There is a steam room, sauna, and cold plunge tub; I'm sure they are all nice, but I am not fond of any of those amenities, so I sat in the very large hot tub letting my pores open and my muscles relax. There were women of all ages and races (mostly Korean national, though) at the time I went, including a very old Korean woman who was showering with the help of an assistant, because she couldn't stand up well on her own.
After about 20 minutes, my masseuse called my name, and then told me to follow her. One area of this room has half a dozen plastic-covered massage tables on it, side by side, upon which you lie down while a Korean grandmother dressed in black bra and panties rubs and scrubs you down.
At first I did not understand why it had to be done in undergarments, but now I realize they sweat so much doing this, they scoop cold water onto their bodies to cool off. Black is just their uniform color. The undergarments should be viewed as more like a swim suit.
Next to the massage table is a grey plastic garbage can filled with hot water. She used a smaller bucket to scoop this water onto my back, then she used one of those Japanese scrubby cloths (the kind you get at Longs), a bar of soap, and she rubbed me down top to bottom, front and back and sides.
Because my skin was softened by the hot tub, it came peeling off in long, grey noodles. Like, seriously. I have never been exfoliated like this. I liked the idea of all that old and dead skin coming off but it was also a tad gross to see as it fell off by my face.
Don't take this as a complaint. It's just me marveling at the stuff happening to me. Periodically, she threw water on me to wash the surface clean.
Here are more differences between the efficiency of the Asian experience and the fru-fru, modest, American experience: 1) Draping - what draping? 2) She gets the washcloth right in there. Like, she is as thorough as possible while remaining maternally clinical.
After this, she had me shower off briefly and then return to the table, for the massage. She poured oil on me and went to town.
First she did my back, then she had me turn over. While she was rubbing this side, she also applied a cucumber mask to my face. Decadent!
To finish it, she shampooed and conditioned my hair. I was not expecting this. Aside from my hairdresser, nobody has done this to me since I was a kid, and I loved it.
The whole thing- the way she scrubbed me, the brief and familiar way she communicated with me, the way she washed my hair - reminded me of being coddled like a child, and I enjoyed it. It felt very assuring and comfortable.
I should clarify that I am part Asian, and I am used to being spoken to by my Chinese relatives in short, brusque, commanding tones. I think other cultures sometimes interpret it as rude, but to me, it's just the way it is. If this is not your orientation, you might not receive it as I did.
After it was over, she told me to shower again, and sit in the hot tub. I did not want to, but she insisted. I don't totally know why, because she only knew enough English to get by, but I'm guessing there is some theraputic reason.

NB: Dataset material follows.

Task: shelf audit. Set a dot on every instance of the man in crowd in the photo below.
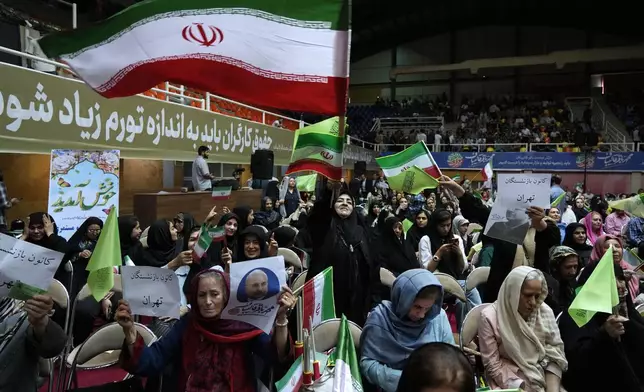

When it was finished, I dried off and asked the front desk clerk, who did speak English, what else there was to do or see. She showed me the other rooms, which were heated and were made of certain elements believed to boost health - charcoal, jade, and mud rooms.
She suggested I lie down in a room, so I laid on the floor in the jade room. It was warm and pleasant, but I was soon bored, so I left.
There is a kitchen area where you can buy food to eat, but I didn't have time to try it.
I paid for my scrub+massage package and left, with the hopes of returning one day soon!